3. We don’t want to leave our island.

I love collecting souvenirs from vacations.  They serve as reminders of the beauty and refreshment I experienced there.  Let’s choose our souvenirs: the self-care practices that we can bring home and realistically implement into our daily lives.  But once we’ve selected our souvenirs, it’s time to set off again. 

Leighton Ford once said, “God loves us the way we are, but too much to leave us that way.” 

Jesus took time to care for Himself: He withdrew from crowds (John 10:40), spent time alone with the Father (Luke 5:15-16), enjoyed meals (John 12:2), napped (Mark 4:38)…but He didn’t stay there.  He returned to the needy masses, continued His ministry, used God’s Word for nourishment (Matthew 4:4) and awoke from his nap…just in time to calm the stormy waters. 

“THERE WILL BE SEASONS WHEN WE MAY NEED TO RETRACT BACK TO THIS PARADISE OF PEACE, A TIME FOR FOCUSING PRIMARILY ON OURSELVES.”

There will also come a time to push off from shore and swim back out into the unknown, equipped with the survival kit we’ve built during our time there. 

So, if that island of Self-Care is a place for rebuilding and refreshing to prepare us to set off toward the mainland again, how do we make sure we use our trip into self-care wisely?  How do we make sure we don’t leave behind the tools and skills we learned there?

Here are three tips before we head back out into open water:

1. Get rid of the excess baggage.

“It’s more blessed to give than to receive” (Act 20:35) — if that’s not our experience when we give and serve, it’s time to ask why.  Are we over-committed? Are we giving for the wrong reasons? Do we need a break? Even Jesus set boundaries (Luke 23:8-9).  As the saying goes, “Say no to the good so you can say yes to the best!” 

2. Enlist a fellow paddler.

Find a counselor, a trusted friend, a family member for inspiration and accountability for your new self-care skills. Jesus sought support from his friends (Matthew 26:36-46) and Scripture is filled with prayers, encouragement and commands to both give and receive from others (Proverbs 27:17; Romans 12:4-5; Romans 15:5-7).

3. Trust the Compass.

There will be more storms.  We’ll get turned around.  We’ll lose sight of dry land.  We’ll think north is south and east is west.  However, just like a trusty compass, God is unaltered by the changing winds.  He will always be a steady source of peace (John 14:27), joy (Psalm 16:11) and comfort (2 Corinthians 1:3-4).  All the other resources that He can (and does) use are ultimately from Him.  Therefore, we can place our hope in the Provider instead of the provisions themselves.

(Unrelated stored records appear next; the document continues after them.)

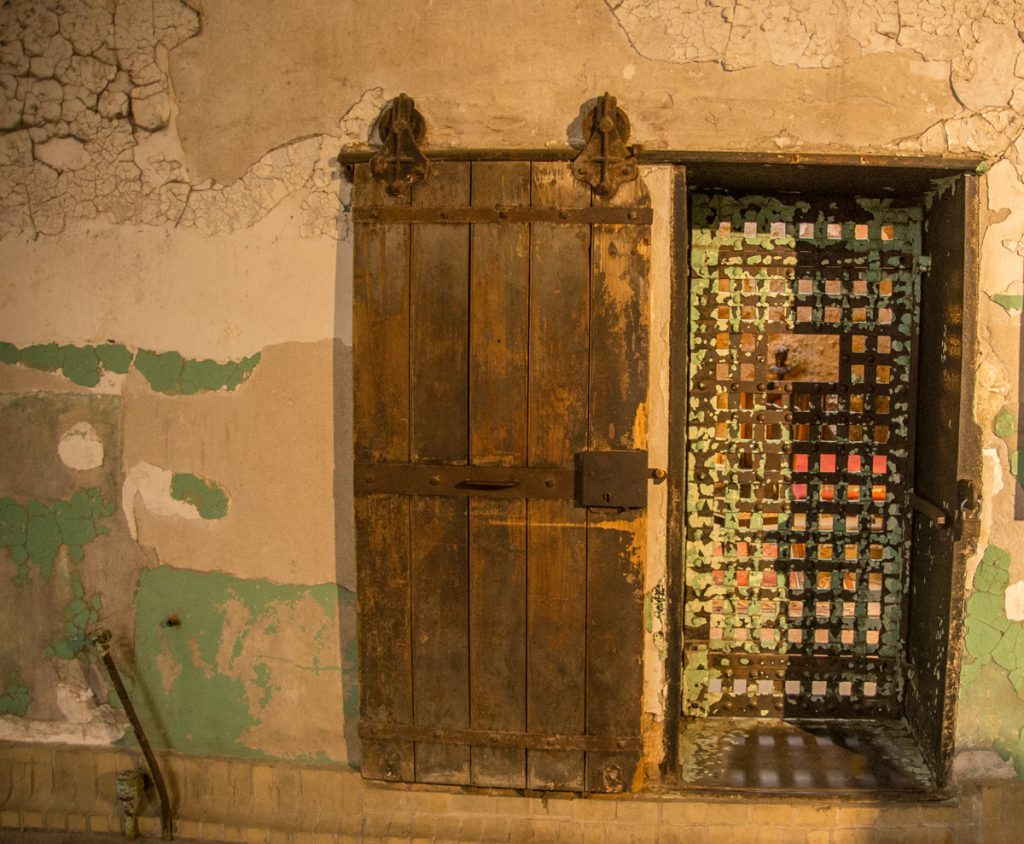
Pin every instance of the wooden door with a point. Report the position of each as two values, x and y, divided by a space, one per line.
500 331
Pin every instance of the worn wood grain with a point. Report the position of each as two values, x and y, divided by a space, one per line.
439 340
381 432
498 379
615 541
557 538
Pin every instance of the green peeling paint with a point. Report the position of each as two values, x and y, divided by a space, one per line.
992 674
81 613
171 373
1009 301
167 372
212 680
35 532
1005 424
81 365
208 499
14 700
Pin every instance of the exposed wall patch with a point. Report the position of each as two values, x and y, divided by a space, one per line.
152 486
81 448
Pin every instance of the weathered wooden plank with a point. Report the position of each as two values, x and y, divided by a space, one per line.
385 659
557 538
381 432
498 381
380 331
615 542
499 320
439 339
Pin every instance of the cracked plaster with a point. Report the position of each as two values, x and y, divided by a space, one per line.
110 124
89 116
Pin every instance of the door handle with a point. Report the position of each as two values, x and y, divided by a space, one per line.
469 483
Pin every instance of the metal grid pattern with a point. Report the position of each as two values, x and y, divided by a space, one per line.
802 321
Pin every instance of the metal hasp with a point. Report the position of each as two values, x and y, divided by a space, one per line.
605 162
399 163
612 479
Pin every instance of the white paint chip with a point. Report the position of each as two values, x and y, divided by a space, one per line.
153 486
1014 598
81 448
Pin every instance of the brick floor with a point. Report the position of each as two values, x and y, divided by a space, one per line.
57 795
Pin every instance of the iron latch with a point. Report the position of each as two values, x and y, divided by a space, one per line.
612 479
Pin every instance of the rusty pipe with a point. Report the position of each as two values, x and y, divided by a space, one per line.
99 641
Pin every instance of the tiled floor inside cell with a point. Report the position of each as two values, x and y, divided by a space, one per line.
801 756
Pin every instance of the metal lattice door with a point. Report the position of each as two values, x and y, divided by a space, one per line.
801 330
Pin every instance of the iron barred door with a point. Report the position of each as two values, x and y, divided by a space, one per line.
500 342
801 349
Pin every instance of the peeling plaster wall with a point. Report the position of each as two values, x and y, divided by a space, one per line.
175 307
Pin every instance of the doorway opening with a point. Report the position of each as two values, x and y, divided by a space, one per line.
826 511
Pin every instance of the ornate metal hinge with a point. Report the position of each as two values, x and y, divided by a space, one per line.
399 163
605 162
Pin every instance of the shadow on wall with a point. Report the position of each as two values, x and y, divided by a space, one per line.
344 535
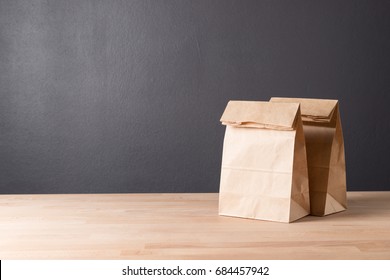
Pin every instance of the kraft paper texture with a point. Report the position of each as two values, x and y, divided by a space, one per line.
325 154
264 169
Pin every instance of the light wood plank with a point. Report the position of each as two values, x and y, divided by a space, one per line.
183 226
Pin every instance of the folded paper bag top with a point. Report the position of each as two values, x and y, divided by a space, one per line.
316 110
264 169
325 154
260 114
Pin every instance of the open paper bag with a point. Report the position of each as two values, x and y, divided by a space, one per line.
264 170
325 154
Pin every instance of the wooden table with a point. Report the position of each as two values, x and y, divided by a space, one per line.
183 226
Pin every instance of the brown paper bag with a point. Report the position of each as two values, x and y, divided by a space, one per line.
325 154
264 169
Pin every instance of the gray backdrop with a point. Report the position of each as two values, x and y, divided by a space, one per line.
126 96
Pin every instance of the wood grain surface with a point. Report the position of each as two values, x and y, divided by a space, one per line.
183 226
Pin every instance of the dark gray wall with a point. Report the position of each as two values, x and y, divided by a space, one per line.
126 96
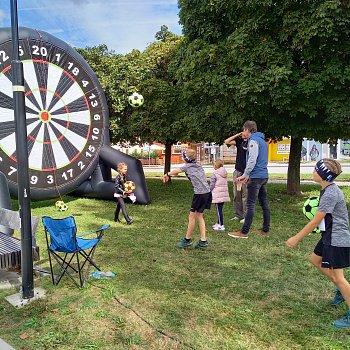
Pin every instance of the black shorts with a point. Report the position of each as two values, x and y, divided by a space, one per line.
333 257
201 202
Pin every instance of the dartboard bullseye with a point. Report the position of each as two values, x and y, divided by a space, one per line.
66 114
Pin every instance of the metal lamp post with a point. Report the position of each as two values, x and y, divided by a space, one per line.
22 160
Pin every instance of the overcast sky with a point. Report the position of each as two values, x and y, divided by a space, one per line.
122 25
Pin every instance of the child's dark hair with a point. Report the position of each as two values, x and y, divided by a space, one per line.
121 165
251 126
218 163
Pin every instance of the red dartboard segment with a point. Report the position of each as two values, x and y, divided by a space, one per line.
66 114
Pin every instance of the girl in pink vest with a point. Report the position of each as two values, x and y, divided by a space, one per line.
219 189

God graciously ushered me into the sanctuary of self-care, a focused season of snuggling up on that white leather couch and letting Him use resources like my counselor, safe friends, limited obligations and extra rest to not just rebuild my strength, but to create a new strength.  A new strength that would be used not for selfish purposes but for God’s purposes.

How do you see God using self-care practices to build a new strength in you?

How is He using your survival story to help bring others safely to the shore to rest in God’s grace?